I’m sorry that we have made expensive tangibles the new norm for “fabulous.” I’m also sorry that we don’t celebrate those who have minimum wage jobs, but who make everyone around them feel like they are on a cloud. I am sorry that we celebrate the higher economic class, but who may or may not be jerk-wads.
I’m sorry that I have fooled all of you into thinking that I wear expensive clothes. I guess I’m just that good, 'cause I still shop the clearance rack and cringe when a t-shirt is over $20. I always tag where I purchase my clothes, and they are usually anything but that, but I’ve always had an eye for what is cheap, but simultaneously well crafted. So it probably appears that I am fiscally irresponsible, but trust, if you check out the links that I tag, you’ll see it’s nothing but responsible behavior over here. Any expensive piece of clothing I own, just know, it was a gift, 'cause she ain’t doin’ that. I’m sorry if I have portrayed anything different than a normal life. Trust me, it was unintentional, 'cause most days I’m covered in some sort of bodily fluid that smells like squirrel piss and my face in some sort of disgruntled state of confusion. I’m going to try to post more of this reality, (given I have the time, it’s pretty difficult to take a selfie in between delivering a baby or doing a hysterectomy).

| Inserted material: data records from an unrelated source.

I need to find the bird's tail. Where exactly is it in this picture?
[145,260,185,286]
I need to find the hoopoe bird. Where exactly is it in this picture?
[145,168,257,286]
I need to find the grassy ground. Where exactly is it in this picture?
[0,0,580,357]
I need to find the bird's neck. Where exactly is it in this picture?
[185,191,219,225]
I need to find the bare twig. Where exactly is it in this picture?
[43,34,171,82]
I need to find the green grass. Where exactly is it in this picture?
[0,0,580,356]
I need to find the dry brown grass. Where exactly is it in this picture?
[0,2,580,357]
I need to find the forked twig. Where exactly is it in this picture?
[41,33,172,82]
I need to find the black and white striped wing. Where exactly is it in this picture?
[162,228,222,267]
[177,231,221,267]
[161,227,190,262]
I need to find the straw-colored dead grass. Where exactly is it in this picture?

I’m sorry that we have made “happy” the only way to get to the top. Now, I believe in a positive attitude. It’d be pretty hypocritical of a former cheerleader to say otherwise. But I was pissed and tired and groggy probably about, hmmm, 98.637% of the time in medical school. You don’t have to be happy and energetic and capable of being on top of it all 100% of the time. You moaners and groaners are acceptable too!

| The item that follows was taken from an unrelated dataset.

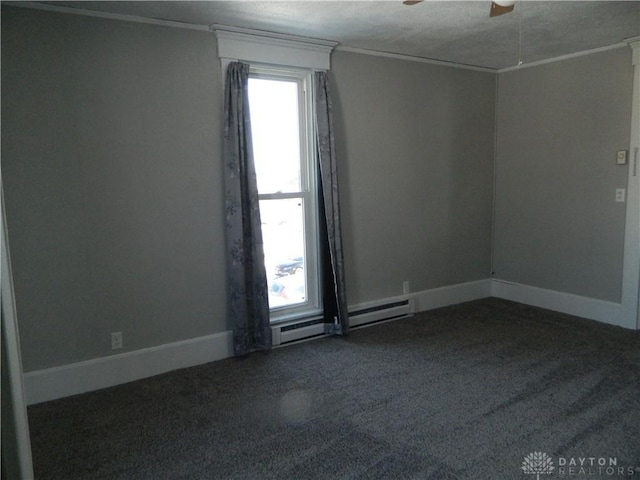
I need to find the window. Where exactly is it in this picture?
[249,66,320,322]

I’m sorry that we have made something literally as dead as hair, a big damn deal. I’m sorry if I’ve made a full head of hair seem like a necessity for bomb natural hair; that is just not the case. My purpose for sharing my favorite products, tips, and hair vitamins is to encourage growing the healthiest hair possible. But please realize that a full crown is not the only way to wear said crown proudly.
Humans will always use media as a soap box for communicating what’s acceptable, what’s the norm, what’s beautiful. It’s just something we do, we have done, and will no doubt, continue to do. And that’s ok. I just hope we can begin to use social media more responsibly, to promote that He doesn’t make mistakes, and the human isn’t one, so we should stop trying to change it. I hope we can start to use our pages for progressive change. I hope we can start to use our profiles and voices to speak up for others.

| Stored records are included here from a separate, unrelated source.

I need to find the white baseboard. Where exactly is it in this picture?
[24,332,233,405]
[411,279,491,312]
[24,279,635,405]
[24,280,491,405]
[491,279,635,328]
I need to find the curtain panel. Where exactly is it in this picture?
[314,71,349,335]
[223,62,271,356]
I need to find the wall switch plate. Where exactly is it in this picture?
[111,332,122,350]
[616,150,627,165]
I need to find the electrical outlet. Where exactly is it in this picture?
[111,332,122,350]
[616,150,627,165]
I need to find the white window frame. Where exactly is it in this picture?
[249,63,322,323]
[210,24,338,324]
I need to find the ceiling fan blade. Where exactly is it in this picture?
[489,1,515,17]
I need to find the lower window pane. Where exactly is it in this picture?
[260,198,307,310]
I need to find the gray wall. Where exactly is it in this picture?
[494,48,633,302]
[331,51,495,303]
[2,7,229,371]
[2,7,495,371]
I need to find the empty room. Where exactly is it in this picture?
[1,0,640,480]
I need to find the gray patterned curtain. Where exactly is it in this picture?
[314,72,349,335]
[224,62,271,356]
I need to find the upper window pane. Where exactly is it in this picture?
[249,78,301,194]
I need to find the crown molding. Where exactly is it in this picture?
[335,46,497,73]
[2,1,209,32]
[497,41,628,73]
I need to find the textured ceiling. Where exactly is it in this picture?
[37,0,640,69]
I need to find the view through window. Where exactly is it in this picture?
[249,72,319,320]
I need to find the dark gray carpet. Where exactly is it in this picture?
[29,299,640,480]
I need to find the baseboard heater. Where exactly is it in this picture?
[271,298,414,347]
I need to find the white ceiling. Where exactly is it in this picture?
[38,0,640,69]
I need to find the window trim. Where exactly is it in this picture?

You’re either a part of the problem, or a part of the solution.
I chose to be a part of the solution: I choose to (for as much as I can) continue to refuse to be plastic, but I hope I can begin to have that come across more naturally on my page. I hope I can continue to be vulnerable…be real… be imperfectly and perfectly…. human. I will no longer pose a threat of plasticity to social media. I will no longer be a menace to society. Will you?